I’ve used this SVS SB-1000 with the Harbeth P3s with great results.
Adding to what yogiboy reports...
Am using a pair of SB1000s with Silverline Prelude Plus and Totem Forest speakers. Very pleased w/respect to the flexibility, bass-control, integration and cost of these subs. Yeah, I know, using them with "full range" floorstanders, not monitors and a pair, at that. SVS does offer an in-house 45 day trial with free shipping even on returns if you don’t like ’em. Sorry, can’t give you a comparison against some of the higher priced options you are considering.

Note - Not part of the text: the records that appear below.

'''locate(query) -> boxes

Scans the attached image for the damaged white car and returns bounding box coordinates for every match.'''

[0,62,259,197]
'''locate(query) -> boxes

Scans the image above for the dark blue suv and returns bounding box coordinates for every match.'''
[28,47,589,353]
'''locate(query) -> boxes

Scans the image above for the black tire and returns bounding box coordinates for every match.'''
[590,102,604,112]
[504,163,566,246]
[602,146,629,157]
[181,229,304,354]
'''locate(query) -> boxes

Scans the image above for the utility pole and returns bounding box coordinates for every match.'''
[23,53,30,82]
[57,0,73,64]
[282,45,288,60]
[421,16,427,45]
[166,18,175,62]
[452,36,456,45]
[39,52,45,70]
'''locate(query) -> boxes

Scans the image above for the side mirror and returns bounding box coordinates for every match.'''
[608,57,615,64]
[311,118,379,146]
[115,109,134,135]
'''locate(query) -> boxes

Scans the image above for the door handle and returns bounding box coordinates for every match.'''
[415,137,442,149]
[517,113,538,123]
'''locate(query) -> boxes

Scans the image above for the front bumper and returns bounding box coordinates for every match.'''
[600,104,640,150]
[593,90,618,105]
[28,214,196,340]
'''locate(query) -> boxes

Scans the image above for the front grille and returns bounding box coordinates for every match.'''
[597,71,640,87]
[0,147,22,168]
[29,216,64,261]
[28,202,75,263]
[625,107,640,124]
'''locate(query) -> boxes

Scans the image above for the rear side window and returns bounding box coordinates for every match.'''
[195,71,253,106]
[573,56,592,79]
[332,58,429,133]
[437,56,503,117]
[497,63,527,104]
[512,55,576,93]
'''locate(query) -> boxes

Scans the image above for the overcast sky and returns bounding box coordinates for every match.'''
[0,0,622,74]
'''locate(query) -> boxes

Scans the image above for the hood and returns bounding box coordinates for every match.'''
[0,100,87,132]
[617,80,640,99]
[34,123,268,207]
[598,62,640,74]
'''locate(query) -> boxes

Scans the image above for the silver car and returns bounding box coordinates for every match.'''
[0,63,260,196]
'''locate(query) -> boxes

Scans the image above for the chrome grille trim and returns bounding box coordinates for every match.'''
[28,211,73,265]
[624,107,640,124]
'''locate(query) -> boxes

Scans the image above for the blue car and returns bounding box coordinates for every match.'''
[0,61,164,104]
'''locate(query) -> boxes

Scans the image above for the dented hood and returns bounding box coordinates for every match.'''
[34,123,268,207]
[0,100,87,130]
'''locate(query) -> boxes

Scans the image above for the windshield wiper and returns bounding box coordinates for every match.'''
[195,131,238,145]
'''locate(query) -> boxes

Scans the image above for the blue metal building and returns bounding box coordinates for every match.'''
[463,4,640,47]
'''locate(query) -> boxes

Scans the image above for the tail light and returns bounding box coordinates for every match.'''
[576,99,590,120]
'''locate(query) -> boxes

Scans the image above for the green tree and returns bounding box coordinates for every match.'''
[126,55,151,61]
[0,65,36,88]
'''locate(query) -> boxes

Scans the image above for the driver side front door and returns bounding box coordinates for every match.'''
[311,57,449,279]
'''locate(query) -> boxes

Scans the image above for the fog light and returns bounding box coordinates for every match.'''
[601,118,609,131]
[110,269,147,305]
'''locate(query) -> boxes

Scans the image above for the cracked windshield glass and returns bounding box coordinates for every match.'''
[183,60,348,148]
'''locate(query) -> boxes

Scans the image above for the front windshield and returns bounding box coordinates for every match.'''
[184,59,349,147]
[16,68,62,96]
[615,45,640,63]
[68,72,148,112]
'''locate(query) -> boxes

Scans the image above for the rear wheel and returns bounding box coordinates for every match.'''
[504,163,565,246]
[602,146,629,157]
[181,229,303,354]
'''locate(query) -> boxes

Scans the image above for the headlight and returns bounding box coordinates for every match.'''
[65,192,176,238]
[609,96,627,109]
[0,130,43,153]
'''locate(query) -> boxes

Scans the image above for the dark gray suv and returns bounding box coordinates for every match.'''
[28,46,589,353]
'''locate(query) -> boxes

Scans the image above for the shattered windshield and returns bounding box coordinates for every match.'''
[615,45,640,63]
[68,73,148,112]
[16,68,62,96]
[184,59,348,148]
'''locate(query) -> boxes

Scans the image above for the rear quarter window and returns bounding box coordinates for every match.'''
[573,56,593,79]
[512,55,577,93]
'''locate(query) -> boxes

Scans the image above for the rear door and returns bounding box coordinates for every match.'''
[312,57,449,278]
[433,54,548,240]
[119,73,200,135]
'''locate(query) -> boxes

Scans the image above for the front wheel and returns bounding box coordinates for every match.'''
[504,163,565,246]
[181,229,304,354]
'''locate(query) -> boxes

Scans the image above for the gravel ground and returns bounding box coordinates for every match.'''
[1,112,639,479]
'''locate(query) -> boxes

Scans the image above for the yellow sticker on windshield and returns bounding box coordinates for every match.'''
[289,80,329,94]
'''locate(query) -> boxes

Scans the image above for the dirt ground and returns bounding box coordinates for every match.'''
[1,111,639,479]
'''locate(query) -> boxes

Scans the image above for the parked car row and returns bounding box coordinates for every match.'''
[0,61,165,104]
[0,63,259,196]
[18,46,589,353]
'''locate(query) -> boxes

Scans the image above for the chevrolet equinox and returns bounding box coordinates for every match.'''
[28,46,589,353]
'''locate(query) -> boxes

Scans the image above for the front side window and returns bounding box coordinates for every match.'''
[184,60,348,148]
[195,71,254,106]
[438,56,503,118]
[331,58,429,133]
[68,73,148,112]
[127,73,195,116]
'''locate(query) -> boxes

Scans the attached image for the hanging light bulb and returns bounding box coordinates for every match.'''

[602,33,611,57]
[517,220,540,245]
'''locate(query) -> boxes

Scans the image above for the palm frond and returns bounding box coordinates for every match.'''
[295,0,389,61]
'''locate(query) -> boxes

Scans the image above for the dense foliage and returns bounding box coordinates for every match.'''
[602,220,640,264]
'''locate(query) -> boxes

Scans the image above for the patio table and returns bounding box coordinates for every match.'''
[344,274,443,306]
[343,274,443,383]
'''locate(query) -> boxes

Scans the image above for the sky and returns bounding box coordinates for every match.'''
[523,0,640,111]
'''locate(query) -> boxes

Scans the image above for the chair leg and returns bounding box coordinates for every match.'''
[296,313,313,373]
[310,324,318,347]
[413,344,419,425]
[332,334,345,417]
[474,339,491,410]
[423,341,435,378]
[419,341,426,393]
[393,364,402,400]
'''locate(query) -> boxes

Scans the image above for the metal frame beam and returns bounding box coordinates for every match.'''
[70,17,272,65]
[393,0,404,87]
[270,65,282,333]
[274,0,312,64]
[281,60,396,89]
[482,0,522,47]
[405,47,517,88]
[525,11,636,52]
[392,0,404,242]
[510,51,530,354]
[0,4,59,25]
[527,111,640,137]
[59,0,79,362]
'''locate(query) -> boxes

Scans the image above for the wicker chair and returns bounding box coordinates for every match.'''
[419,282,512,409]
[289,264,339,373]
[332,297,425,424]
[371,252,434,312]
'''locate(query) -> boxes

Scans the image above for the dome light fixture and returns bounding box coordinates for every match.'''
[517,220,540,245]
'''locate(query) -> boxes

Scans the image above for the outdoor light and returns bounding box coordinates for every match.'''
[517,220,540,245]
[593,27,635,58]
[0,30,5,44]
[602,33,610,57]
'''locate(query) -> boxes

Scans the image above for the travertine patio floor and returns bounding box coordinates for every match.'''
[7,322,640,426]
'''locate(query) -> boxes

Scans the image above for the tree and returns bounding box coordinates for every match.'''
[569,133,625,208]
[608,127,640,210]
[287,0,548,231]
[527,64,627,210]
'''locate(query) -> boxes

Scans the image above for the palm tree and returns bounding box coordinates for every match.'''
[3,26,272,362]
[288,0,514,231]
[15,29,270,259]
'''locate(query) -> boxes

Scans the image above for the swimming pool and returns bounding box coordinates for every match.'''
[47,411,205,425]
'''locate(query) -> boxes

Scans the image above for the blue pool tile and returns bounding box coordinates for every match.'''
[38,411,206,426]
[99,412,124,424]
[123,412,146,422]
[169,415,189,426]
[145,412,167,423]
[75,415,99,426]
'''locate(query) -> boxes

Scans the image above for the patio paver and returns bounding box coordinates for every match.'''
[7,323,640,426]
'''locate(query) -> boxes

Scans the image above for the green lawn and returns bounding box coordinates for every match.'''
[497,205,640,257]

The Harbeths are great, of course, and pretty stunning with a subwoofer. (done it). I have two suggestions. The first is to get a DSpeaker Antimode 8033 room eq unit, and the second is to go for two small subs rather than one large one. With your budget, I would go for the Antimode first, and then save for two SB1000 subs.

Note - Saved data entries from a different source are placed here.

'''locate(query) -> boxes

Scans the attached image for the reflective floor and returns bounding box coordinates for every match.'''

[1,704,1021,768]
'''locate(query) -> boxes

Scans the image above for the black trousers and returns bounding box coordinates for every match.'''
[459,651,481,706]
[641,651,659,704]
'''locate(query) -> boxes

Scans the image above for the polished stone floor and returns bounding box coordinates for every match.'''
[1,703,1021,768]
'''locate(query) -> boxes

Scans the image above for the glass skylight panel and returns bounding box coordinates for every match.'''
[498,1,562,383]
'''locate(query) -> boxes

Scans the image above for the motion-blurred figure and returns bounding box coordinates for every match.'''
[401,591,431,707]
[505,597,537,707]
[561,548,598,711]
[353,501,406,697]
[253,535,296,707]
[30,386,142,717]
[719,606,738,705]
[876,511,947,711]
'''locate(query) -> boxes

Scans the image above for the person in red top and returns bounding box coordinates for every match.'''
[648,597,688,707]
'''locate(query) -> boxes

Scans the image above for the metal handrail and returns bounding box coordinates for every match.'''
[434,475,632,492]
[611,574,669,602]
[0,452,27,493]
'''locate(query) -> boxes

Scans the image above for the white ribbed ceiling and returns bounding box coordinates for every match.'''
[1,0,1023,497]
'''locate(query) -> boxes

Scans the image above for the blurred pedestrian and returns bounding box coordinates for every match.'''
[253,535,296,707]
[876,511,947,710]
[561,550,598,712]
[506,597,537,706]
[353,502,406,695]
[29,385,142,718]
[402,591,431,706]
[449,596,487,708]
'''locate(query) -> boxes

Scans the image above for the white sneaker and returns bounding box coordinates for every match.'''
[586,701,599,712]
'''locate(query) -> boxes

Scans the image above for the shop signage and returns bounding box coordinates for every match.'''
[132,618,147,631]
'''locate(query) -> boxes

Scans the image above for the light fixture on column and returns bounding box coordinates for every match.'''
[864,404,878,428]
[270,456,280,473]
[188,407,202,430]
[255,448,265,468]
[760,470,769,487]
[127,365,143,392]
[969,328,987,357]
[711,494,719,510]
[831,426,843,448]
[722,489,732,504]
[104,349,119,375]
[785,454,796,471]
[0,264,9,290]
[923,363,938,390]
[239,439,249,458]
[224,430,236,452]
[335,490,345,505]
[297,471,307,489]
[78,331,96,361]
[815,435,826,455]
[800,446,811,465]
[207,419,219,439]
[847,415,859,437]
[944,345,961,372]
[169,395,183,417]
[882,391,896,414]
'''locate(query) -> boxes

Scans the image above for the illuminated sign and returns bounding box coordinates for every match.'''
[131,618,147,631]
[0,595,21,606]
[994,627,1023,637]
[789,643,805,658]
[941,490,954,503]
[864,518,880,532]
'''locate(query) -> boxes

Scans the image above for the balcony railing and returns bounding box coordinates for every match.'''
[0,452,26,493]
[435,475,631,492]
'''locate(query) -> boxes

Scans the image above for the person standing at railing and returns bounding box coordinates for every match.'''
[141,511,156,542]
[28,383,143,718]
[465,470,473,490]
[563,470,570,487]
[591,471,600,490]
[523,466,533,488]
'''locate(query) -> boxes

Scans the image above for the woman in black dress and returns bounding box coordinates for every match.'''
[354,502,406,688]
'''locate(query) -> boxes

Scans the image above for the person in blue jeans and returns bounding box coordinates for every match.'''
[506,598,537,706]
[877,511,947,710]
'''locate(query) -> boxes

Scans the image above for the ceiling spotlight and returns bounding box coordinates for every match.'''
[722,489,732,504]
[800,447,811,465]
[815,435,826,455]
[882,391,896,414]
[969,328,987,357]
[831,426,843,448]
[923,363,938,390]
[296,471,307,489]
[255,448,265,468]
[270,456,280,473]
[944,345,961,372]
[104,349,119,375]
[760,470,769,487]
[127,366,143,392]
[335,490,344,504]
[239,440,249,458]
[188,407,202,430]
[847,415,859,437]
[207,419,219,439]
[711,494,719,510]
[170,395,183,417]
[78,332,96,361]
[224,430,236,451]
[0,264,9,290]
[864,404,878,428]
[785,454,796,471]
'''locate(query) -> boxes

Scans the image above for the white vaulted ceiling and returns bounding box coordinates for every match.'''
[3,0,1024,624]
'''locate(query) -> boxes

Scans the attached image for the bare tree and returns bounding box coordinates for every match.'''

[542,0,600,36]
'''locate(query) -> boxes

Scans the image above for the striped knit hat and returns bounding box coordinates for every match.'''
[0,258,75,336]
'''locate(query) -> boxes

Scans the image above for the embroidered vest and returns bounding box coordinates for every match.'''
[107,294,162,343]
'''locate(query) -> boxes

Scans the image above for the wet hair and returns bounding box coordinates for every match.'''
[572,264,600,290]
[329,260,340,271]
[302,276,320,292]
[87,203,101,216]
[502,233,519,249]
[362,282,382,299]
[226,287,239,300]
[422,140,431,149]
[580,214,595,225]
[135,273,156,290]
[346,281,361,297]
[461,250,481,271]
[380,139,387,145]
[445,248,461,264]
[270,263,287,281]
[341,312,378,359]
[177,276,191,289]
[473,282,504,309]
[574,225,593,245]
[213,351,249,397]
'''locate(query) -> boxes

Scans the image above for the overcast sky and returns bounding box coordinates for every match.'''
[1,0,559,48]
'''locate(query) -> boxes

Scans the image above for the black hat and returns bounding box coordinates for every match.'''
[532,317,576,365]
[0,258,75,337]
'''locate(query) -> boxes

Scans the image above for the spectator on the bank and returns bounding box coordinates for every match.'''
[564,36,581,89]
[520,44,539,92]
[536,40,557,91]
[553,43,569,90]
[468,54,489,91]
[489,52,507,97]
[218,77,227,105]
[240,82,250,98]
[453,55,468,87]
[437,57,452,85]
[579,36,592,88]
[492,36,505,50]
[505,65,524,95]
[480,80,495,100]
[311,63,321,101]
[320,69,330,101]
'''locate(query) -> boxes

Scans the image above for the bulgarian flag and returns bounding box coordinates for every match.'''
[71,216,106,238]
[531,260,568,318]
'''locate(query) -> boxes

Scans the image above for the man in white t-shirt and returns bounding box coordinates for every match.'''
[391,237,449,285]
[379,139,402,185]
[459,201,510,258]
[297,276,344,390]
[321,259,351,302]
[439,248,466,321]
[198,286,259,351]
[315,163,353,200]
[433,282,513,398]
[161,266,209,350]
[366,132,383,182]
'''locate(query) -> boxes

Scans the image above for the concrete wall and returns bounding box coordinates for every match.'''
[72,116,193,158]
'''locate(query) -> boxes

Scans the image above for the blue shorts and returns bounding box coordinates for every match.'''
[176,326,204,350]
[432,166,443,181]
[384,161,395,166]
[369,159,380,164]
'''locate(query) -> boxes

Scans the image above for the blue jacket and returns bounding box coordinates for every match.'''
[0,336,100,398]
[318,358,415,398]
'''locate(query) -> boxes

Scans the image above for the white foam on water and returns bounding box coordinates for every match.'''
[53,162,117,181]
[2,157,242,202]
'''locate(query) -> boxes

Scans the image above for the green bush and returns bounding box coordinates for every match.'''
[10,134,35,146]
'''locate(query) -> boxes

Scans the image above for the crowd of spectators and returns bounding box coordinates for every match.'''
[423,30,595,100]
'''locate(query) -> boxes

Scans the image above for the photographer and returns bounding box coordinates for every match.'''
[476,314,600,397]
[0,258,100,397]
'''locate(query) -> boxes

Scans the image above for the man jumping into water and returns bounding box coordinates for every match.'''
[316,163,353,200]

Thanks everyone. I'm still not sure if the REL T5i or SVS SB-1000 will be an improvement over my Energy S10.3. I guess I could always trial the SVS and send if back if it's not noticeably better. I've heard people note that upgrading their subwoofer made a giant difference in overall sound... even with something as affordable as the SVS. Any more advice is greatly appreciated.
REL pioneered the speaker level connection for better integration, but these days many other manufacturers have followed them.
From what I could find, the Energy S10.3 is not a particularly bad subwoofer at all. In my experience the sound quality of a subwoofer depends more on room integration than on the sub itself. I started with a very good sub (a B&W PV1d) and even that did not sound great until I added an Antimode 8033 for room equalization. The result was suddenly far tighter 'faster' and more 'tunefull' bass. My next upgrade will be a second PV1d to achieve smooth bass over a much wider listening area.. See here for multiple subs: http://www.acousticfrontiers.com/20101029using-multiple-subwoofers-to-improve-bass-the-welti-devanti...
willemj869 posts02-24-2018 2:09pmREL pioneered the speaker level connection for better integration, but these days many other manufacturers have followed them.Lets be clear and for quite some time. Many other manufactures provide high level connectivity to accommodate systems that lack a second set of low level RCA outputs for typical subwoofer connection. Some use the high level connection in conjunction with high pass filtering to filter the main speakers low frequencies. Non that I've experienced suggest this high level connectivity as a preferred method nor have I ever experienced high level connectivity used in professional audio applications.
Information suggests REL developed their own transformer design to aid in their proprietary high level connectivity. Regardless, every REL subwoofer I've connected to my system using their high level connectivity diminished my sound stage and added a level of noise. And in all cases their integration and performance was greatly improved by Velodyne Room Optimization and, I'm told, by other DSP methods.
The results of direct comparison are often ruthlessly revealing. In the end those results are a matter of subjective personal taste.
Robert OP, a DSP equipped subwoofer will last you many years and more importantly will easily adapt to most any room and or speaker you choose during your audio adventures. Tighter, less sloppy, slow, musical or home theater, are all red flag adjectives that describe subwoofers simply out of control. Add some DSP and many of those same units could sound quite good.
The 2 RELs I've used for years work beautifully and add zero noise to my systems (they've survived changes to everything else in the rig), and with them the soundstage is utterly enhanced and a sense of realism is added to the entire thing. If this isn't the case with anybody else's system it certainly isn't due to REL's well regarded designs. I'm not a DSP fan as I don't need it in my listening room, and I think DSP gizmos take a little of the soul out of systems by notching out a naturally occurring frequency, and add extra circuitry and tone decisions decided by whomever designed the thing. For "home theater" I use an old pair of good sounding box speakers and a simple receiver (2 channel…yeah man) so clearly I'm not part of that world. Other than that, DSP is great.